La discoteca es pequeña, pero está llena. Apenas entro, siento
que me miran. Hay un grupo de adolescentes acodados en la barra que no dejan de
hacer comentarios y de señalar hacia donde estoy. Franco me ha pedido que
venga, que persuada a la hermana de volver a casa porque el padre está furioso.

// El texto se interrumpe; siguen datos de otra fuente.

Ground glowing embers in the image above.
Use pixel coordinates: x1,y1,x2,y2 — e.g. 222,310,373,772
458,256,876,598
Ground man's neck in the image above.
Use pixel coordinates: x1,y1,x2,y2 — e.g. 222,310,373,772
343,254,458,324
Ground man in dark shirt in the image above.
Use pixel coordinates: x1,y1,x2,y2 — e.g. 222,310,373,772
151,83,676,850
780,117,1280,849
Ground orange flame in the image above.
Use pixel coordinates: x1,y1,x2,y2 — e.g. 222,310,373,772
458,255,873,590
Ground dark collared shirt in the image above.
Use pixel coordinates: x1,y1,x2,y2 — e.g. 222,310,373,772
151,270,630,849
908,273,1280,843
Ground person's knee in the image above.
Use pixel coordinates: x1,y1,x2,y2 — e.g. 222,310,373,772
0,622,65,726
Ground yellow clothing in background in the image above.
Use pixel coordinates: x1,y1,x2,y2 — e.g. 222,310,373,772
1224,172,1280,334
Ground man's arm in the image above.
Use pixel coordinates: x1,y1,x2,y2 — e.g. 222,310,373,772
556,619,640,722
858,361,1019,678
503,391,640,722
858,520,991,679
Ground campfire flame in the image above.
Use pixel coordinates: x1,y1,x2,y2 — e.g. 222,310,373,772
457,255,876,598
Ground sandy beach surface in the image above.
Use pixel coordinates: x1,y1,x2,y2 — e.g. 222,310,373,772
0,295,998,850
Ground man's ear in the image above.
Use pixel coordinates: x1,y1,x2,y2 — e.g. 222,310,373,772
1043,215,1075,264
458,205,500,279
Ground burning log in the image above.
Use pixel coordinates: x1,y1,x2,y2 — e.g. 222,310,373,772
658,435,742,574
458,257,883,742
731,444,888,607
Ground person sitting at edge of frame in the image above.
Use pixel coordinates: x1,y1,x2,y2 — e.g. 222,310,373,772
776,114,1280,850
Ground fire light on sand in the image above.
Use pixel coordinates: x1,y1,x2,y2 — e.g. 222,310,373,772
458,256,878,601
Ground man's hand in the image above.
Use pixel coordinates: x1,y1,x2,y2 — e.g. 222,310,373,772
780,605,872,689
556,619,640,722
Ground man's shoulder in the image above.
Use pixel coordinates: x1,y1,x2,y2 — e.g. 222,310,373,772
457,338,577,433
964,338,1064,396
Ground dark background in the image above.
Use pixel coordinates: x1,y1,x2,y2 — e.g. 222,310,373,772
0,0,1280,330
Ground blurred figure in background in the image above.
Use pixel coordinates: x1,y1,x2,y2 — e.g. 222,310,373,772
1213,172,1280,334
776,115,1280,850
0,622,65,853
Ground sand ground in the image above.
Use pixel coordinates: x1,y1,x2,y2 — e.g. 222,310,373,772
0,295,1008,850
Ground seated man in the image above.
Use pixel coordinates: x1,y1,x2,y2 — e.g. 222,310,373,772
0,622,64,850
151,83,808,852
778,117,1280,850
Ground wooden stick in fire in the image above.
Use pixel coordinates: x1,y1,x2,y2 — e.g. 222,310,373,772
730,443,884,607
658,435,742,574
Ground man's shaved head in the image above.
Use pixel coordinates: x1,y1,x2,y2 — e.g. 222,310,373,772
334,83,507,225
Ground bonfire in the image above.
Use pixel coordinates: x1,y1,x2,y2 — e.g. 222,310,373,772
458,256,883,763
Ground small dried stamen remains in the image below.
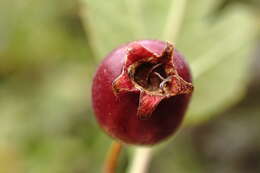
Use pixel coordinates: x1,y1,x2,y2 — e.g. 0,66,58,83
113,43,193,119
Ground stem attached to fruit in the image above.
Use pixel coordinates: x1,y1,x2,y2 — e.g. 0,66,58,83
104,141,122,173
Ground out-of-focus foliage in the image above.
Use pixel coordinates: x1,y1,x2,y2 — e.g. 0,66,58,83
0,0,259,173
82,0,256,123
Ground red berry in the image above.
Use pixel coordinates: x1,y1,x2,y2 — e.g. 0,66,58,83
92,40,193,145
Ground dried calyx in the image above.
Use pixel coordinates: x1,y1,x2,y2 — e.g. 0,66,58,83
113,43,193,119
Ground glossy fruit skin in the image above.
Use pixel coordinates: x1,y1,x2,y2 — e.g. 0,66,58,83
92,40,192,145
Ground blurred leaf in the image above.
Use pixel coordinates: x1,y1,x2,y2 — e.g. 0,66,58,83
82,0,255,123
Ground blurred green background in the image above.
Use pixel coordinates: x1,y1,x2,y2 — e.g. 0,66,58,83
0,0,260,173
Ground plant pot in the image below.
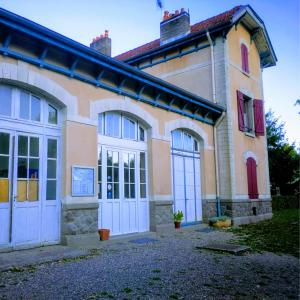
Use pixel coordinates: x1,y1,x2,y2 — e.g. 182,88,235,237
213,219,231,228
98,228,110,241
174,221,181,229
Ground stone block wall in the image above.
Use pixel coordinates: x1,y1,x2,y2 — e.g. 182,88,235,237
150,201,174,232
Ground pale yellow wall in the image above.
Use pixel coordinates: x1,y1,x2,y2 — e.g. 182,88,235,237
227,25,269,195
0,57,215,203
143,47,212,100
64,121,97,199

Dijo que, de no haber tanta gente, la arrastraría de un brazo, pero que si le
hago el favor me estará eternamente agradecido. Me deben mirar así porque
desentono en edad, y además, no voy vestida para la ocasión. Quizás hasta me ven medio
párvula.
Franco me acompaña hasta quedarse a una distancia
prudencial. Me la señala. Es una chica de aspecto frágil, menudita, rubia, se
parece a mí cuando tenía esa edad. Está apoyada en la pared, no está tan
borracha como me adelantó. En realidad
no parece ni mínimamente alcoholizada. Al verme pone cara de fastidio. La
amiga resopla, el chico que está a su
lado se escurre por entre los que bailan.
—Qué te dijo ese idiota—me grazna. Se nota que ha sido
alcahueteada y siente deseos de vengarse, parece una niña traicionada. Está
celosa de mí—. ¿Sabés por qué estás acá?
—Tu hermano me pidió ayuda para regresarte a la casa—explico
cerca de su oído, la música está fuerte.
La chica suelta una carcajada. Me aclara que tiene
diecisiete años, que no tiene catorce, y que no está borracha. Que jamás ha
pedido permiso a su padre para salir y que para Franco hay pubs más adecuados a
su edad, que no tiene que traer a sus novias acá. Con un cigarrillo en la mano,
me aclara:
—Mi hermano es un fanfarrón, no puede cogerse a las minas
con discreción. Las trae acá antes de llevárselas al telo, para alardear.
—No pensaba ir a un hotel, nena—le digo, sorprendida—. Nunca
he ido a un hotel con nadie, excepto en algún viaje... Y no soy la novia...
Debo sonar mojigata. La chica se encoge de hombros y se ríe.
Toma lo que queda en un vaso larguísimo, arroja el cigarrillo y me espeta:
—Da igual, los que te vieron entrar con él no te van a
seguir para ver si entrás o no al telo. Ya te vieron con él, sufi...—sonríe, me
cierra un ojo, me coloca el vaso plástico vacío en las manos y se desaparece
por el mismo sitio en donde se perdió su compañero un minuto antes.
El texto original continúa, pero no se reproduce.